On appeal to the Tenth Circuit, among other arguments, Ms. Exby-Stolley argued that the jury should not have been instructed that it had to find an adverse employment action on her reasonable-accommodation claim. Two circuits had issued opinions stating that there was not such element: EEOC v. AutoZone, Inc., 630 F.3d 635, 638 n.10 (7th Cir. 2010); and EEOC v. LHC Group, Inc., 773 F.3d 688, 703 n.6 (5th Cir. 2014). And the Tenth Circuit itself had so indicated in EEOC v. C.R. England, Inc., 644 F.3d 1028, 1038 n.10 & 1048-50 (10th Cir. 2011).

The Tenth Circuit, 2-1, nevertheless affirms the defense verdict. It begins by stating that the guiding language of the statute requires proof of an “adverse employment action” because any ADA violation must concern “discriminat[ion] … in regard to … terms, conditions, and privileges of employment” (42 U.S.C. § 12112(a)). While conceding that the “adverse action” term is a judicial gloss on “employment,” the majority reasons that it is a prevalent one under Title VII and other employment statutes.

The plaintiff had argued that the “adverse employment action” gloss originated with the McDonnell Douglas burden-shifting test, and that the burden-shifting test does not apply to reasonable-accommodation cases.
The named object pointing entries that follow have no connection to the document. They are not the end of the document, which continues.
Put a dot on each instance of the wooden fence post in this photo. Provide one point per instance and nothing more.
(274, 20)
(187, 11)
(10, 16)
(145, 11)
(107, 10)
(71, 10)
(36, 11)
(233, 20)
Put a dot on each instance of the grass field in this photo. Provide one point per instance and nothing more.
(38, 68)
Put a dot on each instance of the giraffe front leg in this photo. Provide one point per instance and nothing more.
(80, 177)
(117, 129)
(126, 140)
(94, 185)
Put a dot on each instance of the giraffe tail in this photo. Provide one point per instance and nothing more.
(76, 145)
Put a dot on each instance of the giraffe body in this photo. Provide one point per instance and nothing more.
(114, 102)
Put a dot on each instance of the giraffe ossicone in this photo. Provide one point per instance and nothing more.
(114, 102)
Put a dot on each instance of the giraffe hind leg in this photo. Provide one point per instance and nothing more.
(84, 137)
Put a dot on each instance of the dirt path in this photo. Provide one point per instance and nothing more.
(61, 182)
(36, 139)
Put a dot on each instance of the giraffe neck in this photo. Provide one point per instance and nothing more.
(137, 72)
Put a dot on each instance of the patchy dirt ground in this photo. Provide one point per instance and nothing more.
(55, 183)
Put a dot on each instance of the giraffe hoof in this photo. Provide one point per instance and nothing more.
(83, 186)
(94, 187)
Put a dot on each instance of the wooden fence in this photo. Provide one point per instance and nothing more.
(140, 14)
But the majority rejoins that, while the reasonable-accommodation plaintiff need not prove motive (rendering the burden-shifting test inapposite), they do have to show that the failure-to-accommodate is employment-related.
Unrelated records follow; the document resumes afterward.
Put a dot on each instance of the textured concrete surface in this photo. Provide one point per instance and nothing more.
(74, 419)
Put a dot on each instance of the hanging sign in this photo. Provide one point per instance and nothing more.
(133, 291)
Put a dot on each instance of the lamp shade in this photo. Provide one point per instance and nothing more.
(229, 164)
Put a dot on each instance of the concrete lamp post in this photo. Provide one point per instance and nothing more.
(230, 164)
The panel majority dismisses as dicta several prior Tenth Circuit decisions, including C.R. England, Inc., that did not recite “adverse employment action” as an element of the claim (supposedly, because those decisions were decided on other grounds). “[S]ilence-the complete failure even to discuss an issue, such as whether an adverse employment action is a required element of the claim-is not a holding, however thundering, particularly when no party has raised the issue.” In those cases, “whether an adverse employment action was an element of the claim would not have affected the result, there is no indication that the issue was argued, and the opinions offered no reasoning why an adverse employment action would not be an element.” The panel majority cites several cases from other circuits that cited “adverse employment action” as a requirement, while dismissing (also as dicta) language in AutoZone and LHC Group that rejects such a requirement. It also finds the EEOC’s enforcement guidance, Enforcement Guidance: Reasonable Accommodation and Undue Hardship under The Americans With Disabilities Act (2002), silent and thus unpersuasive on the issue.

The plaintiff argued, alternatively, that a denial of a reasonable accommodation is itself an “adverse employment action,” citing Colwell v. Rite Aid Corp., 602 F.3d 495 (3d Cir. 2010). While the panel majority allows that this might be the case under some fact scenarios, here the panel majority concludes that the county did not cut her overall compensation, “did not fire her or make any other changes in her employment status.”

The panel then briefly addresses two other assignments of error. It holds that (1) the district court did not abuse its discretion in rejecting a constructive-discharge instruction (because the plaintiff supposedly neither alleged such a claim, nor preserved it in the pre-trial order); and (2) any error in the undue-hardship instruction was harmless, because the jury never reached the defense (having disposed of the claim on the merits).

In dissent, Judge Jerome Holmes would hold that the circuit’s prior authority (C.R. England, Inc. and several other cases) controls the question, and that the jury should not have been instructed that it had to find an adverse employment action. The dissent also documents that this outcome is also supported by the EEOC Enforcement Guidance, legal scholarship in the field, and the persuasive authority of other circuits.